9) Spring cleaning done and done (including getting the warm weather clothes out of storage. Yay!)

10) DVD classes done and done.

Sunday, April 4, 2010

March goals recap I am, in full recuperation mode. I can actually sit long enough to do a proper post without regretting it later. I was wondering if I should even do a goals update, seeing how my little injury messed up all my plans. But then I thought...isn't that what goal updates are all about? Factoring in life and adjusting the goals accordingly? SO here is my fractured, rather sad goal update.

March Goals:

1) Get taxes filed. ok. that I got done.

2) Triathlon training in full swing. um, no. I tried to get on my bike with my awesome new clipless pedals yesterday to take advantage of this splendid weather. But I had gone about 1/2 mile when my entire right leg went numb. So I came home, did my back exercises, and tried to take the mountain bike out. I got about 1 mile before I had to turn around. I did my back exercises again and jumped in my car to head to the gym to ride an exercise bike for 45 minutes. I'm gonna try the biking again next week. Ditto on the running. Swimming is going just swimmingly, though.

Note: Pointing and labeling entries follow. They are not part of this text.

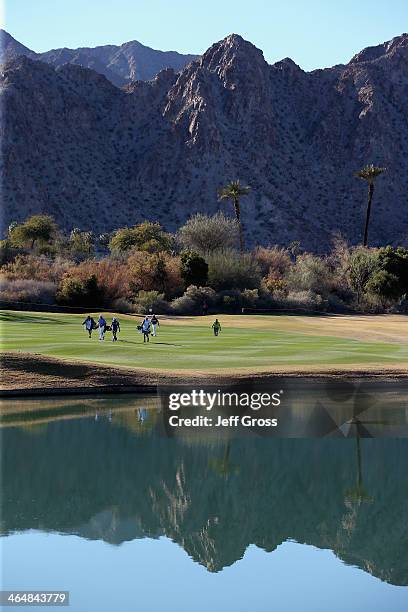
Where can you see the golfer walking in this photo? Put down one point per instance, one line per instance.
(146, 329)
(101, 327)
(155, 324)
(115, 327)
(216, 327)
(89, 325)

3) Go out twice. Done! (Of course, one of the outings was at a blues bar in Hyannis which was pretty much like going out in Hyannis in March. ie: really really lame. Almost scary) The warm weather is creeping in, though. Which means these beach towns will start waking up.

4) Finish work presentation. done

5) Have a movie night with my buds. yeah, that didn't happen. Between my back injury and my buddy, Shell's unexpected foot surgery, sitting in movie theater seats for 2 hours just wasn't happening for either of us. It'll happen eventually, though.

6) Register for spring races. Holding off on that, too. I want to make sure I sign up for races I can handle. ANd at this point, I'm not sure what that'll be.

7) reduce soda intake. half credit. still working on it.

8) 6 servings fruit/ veggies a day. half credit again. I'm defintely eating more, though I don't always get the 6 servings every day.

9) resume and keep up with gratitude journal. fail. all journals went right out the window this month.

10) have a great trip to Vancouver. SUCCESS! Always glad to end on a high note.